What I mean by incentives could involve the funds popular bloggers receive, but there is also perceived value in the attention one receives and the sense that the content creator has offered something of personal value to others.
The PEW Research on the Inclusion of an AI Summary in Search Results
The PEW Research Center has recently conducted a study as part of its Internet & Technology initiative. The impact of AI has become a topic they study and the researchers decided to ask a question very much related to the issue I raised. Researchers gained permission to collect data from 900 volunteers as the participants made use of Google search. The researchers were interested in the differences between behavior when search results contained or did not contain AI-generated search summaries. Were there differences in the likelihood the user visited a link that appeared in what might be described as the traditional list of links? Given that the AI-summary also listed some relevant links at the end of the summary, did those who opened the full summary make use of these links?

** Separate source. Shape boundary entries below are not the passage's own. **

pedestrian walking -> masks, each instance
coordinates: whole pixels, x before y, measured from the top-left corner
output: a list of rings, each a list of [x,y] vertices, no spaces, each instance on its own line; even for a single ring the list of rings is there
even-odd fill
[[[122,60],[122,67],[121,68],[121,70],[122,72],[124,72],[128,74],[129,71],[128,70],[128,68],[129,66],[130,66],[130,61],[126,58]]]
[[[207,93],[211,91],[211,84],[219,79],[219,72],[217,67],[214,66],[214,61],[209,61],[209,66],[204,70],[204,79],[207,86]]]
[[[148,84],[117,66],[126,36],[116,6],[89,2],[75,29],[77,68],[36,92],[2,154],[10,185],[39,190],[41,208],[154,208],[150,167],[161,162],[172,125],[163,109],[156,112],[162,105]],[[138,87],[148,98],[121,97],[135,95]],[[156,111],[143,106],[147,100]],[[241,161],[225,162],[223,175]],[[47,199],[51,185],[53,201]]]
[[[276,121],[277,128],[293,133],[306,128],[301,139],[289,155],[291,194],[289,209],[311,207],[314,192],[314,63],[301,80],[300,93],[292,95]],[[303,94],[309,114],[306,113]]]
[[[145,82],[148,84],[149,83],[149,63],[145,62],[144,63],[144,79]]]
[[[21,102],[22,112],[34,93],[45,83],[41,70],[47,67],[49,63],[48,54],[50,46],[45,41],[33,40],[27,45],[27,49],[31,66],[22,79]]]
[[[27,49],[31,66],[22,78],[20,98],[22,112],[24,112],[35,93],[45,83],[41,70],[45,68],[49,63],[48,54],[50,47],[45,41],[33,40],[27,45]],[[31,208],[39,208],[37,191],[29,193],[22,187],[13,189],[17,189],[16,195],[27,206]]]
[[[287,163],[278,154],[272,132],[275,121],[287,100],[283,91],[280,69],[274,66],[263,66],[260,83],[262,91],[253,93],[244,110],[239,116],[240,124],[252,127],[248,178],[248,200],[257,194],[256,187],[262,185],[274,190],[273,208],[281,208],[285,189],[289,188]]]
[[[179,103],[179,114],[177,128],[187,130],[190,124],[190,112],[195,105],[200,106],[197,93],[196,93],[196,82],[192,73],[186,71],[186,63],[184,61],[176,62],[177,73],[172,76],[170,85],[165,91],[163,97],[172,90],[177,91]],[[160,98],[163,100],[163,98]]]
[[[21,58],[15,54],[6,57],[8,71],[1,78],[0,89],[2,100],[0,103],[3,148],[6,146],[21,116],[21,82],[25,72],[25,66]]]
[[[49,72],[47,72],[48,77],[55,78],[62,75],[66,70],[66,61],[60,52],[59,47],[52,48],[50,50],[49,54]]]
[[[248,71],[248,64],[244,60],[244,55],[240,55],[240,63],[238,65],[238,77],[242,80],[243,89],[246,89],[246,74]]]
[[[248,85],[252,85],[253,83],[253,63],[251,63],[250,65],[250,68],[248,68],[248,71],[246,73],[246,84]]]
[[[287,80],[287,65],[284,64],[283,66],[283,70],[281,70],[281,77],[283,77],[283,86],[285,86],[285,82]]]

The PEW researchers found data very much substantiating what I had anticipated.
The analysis found that Google users who encountered an AI summary were less likely to click on links to other websites than users who did not see one, with users who encountered an AI summary clicking on a traditional search result link in 8% of all visits, compared to 15% of visits for those who did not encounter an AI summary.
The study also discovered that Google users who encountered an AI summary rarely clicked on a link in the summary itself, which occurred in just 1% of all visits to pages with such a summary, and that users who encountered an AI summary were more likely to end their browsing session entirely after visiting a search page with an AI summary than on pages without a summary.
The researchers made one interesting observation about the basis the AI-summary claimed as a source. The most common link was to Wikipedia. I would be tempted to describe this observation as demonstrating that Google Search provides a secondary summary of a secondary source.
In my searching on this issue, I found that news services that have made their content accessible to search have reached a similar conclusion regarding search summaries. These organizations were already under pressure from online search and had hoped, I assume, that links would bring greater attention to their content both openly available and behind a paywall.